Jeffrey Davies is a Lay Member of the Mental Health Review Tribunal for Wales. He is also a senior social worker/forensic social worker in the Blaenau Gwent Community Mental Health Team and a former psychiatric nurse.

Judicial appointment. What happened next?

Jeffrey updates us on his role as a lay member of the Mental Health Review Tribunal for Wales.

“In this role I’ve found that every situation is different and new issues crop up regularly. Even when you prepare thoroughly by reading the reports and papers, issues arise that you haven't anticipated. You have to be able to deal with this and know how to respond.

“The law is changing rapidly at the present time so it is important to keep up with the changes. This is particularly so with the Mental Health Act and the Mental Capacity Act and the overlap between them. There is a training programme for tribunal members that’s been helpful.

“In my day job as forensic social worker I spend a lot of time writing reports for and giving evidence to mental health review tribunals. As a tribunal member I have had to change my perspective from social worker to tribunal member. Sometimes it can be tricky as some of the professionals presenting cases are people I have trained in the past!

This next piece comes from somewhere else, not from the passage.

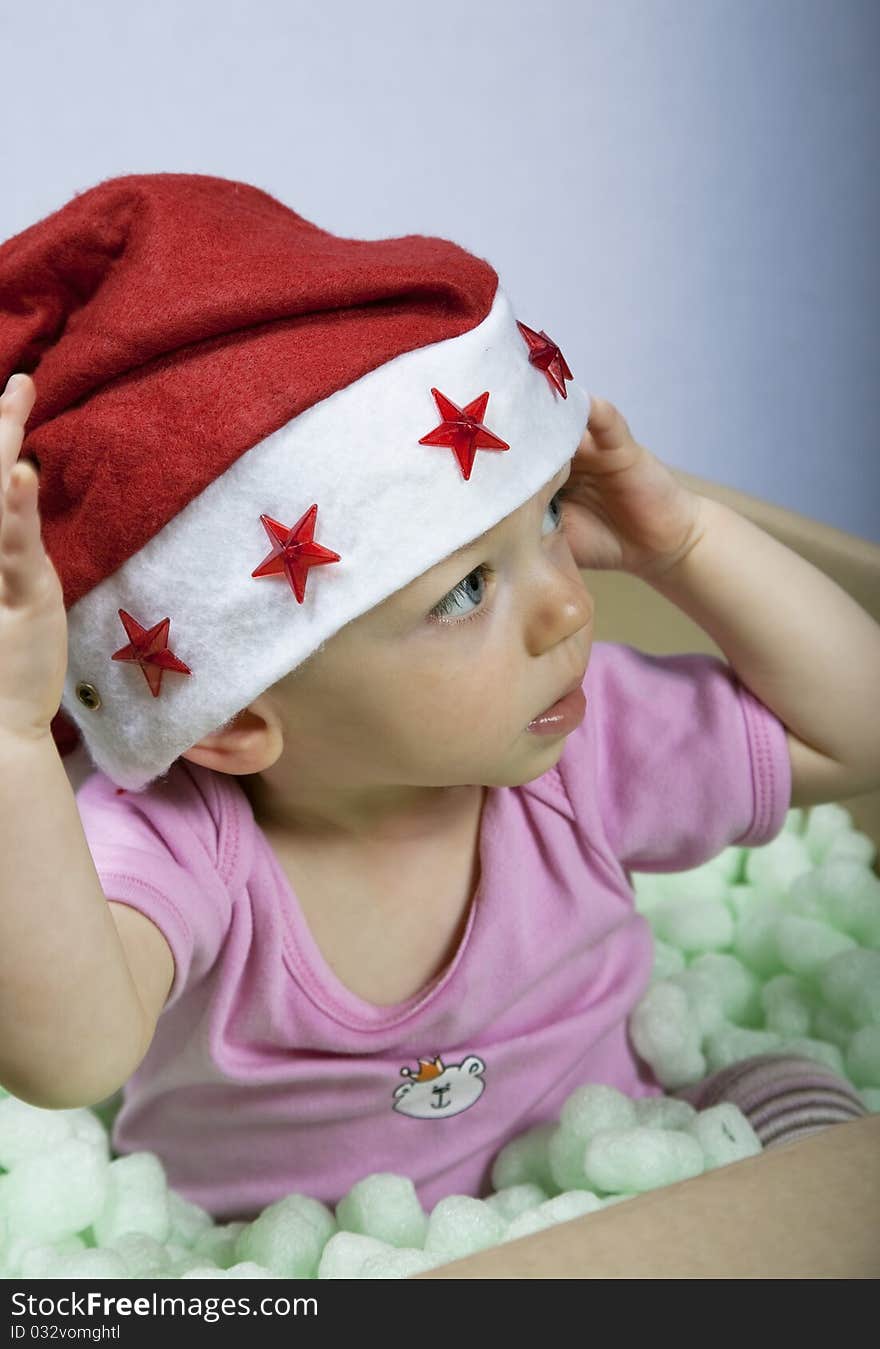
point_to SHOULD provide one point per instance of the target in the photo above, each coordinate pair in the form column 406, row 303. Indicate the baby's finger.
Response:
column 606, row 425
column 20, row 544
column 15, row 408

“Many colleagues are interested in what I’m doing now and how I got here. I often refer them to the JAC website and particularly encourage them to sign up for the newsletter to be aware of when suitable vacancies arise (especially for lay members). I have had many positive comments on the case study from senior managers. Becoming a lay member of the tribunal has not only been a personal achievement for me but also recognises the work of Blaenau Gwent Social Services where I worked as a forensic social worker.”

Jeffrey Davies case study.

"One of the main roles of the Mental Health Review Tribunal is to balance the liberty and rights of the patient against the risks they may pose to themselves and others. Lay members need to be comfortable doing this. I thought, through my long career of 25 years in mental health, that I had gained the right experience and skills to be able to do this competently and therefore applied for the role.    

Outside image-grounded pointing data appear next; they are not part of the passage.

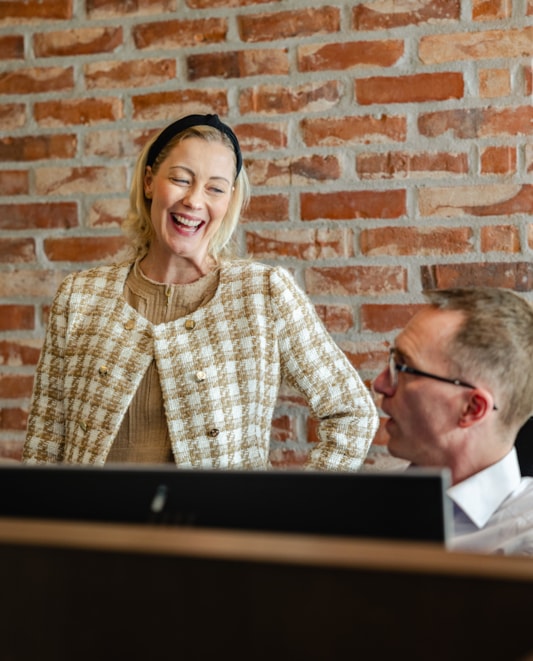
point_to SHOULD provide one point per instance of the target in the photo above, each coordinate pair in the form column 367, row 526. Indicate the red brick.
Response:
column 84, row 248
column 15, row 386
column 14, row 419
column 401, row 164
column 346, row 55
column 272, row 99
column 68, row 181
column 36, row 148
column 169, row 105
column 81, row 41
column 498, row 160
column 12, row 116
column 11, row 449
column 113, row 144
column 494, row 83
column 336, row 318
column 500, row 238
column 528, row 79
column 383, row 318
column 300, row 244
column 119, row 8
column 108, row 213
column 30, row 283
column 366, row 357
column 373, row 15
column 510, row 275
column 485, row 200
column 346, row 205
column 17, row 317
column 138, row 73
column 262, row 136
column 78, row 111
column 35, row 80
column 46, row 215
column 12, row 47
column 416, row 241
column 265, row 208
column 417, row 88
column 355, row 280
column 18, row 352
column 469, row 123
column 179, row 34
column 211, row 4
column 27, row 10
column 507, row 43
column 14, row 182
column 287, row 24
column 238, row 64
column 335, row 131
column 295, row 171
column 491, row 10
column 16, row 251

"As a forensic social worker I deal with people who have often committed serious offences and have been detained under the Mental Health Act. I supervise service users in the community, often in conjunction with the Ministry of Justice, and regularly undertake risk assessments. I have attended Mental Health Review Tribunals on numerous occasions in a professional capacity, giving evidence both verbally and in writing.

"As a lay member I have to be able to approach a case from a different point of view to that of a professional giving evidence. When sitting on the tribunal you need to be fair and equitable in your approach and have no preconceived ideas. For me this change of perspective can be a challenging aspect of my new role.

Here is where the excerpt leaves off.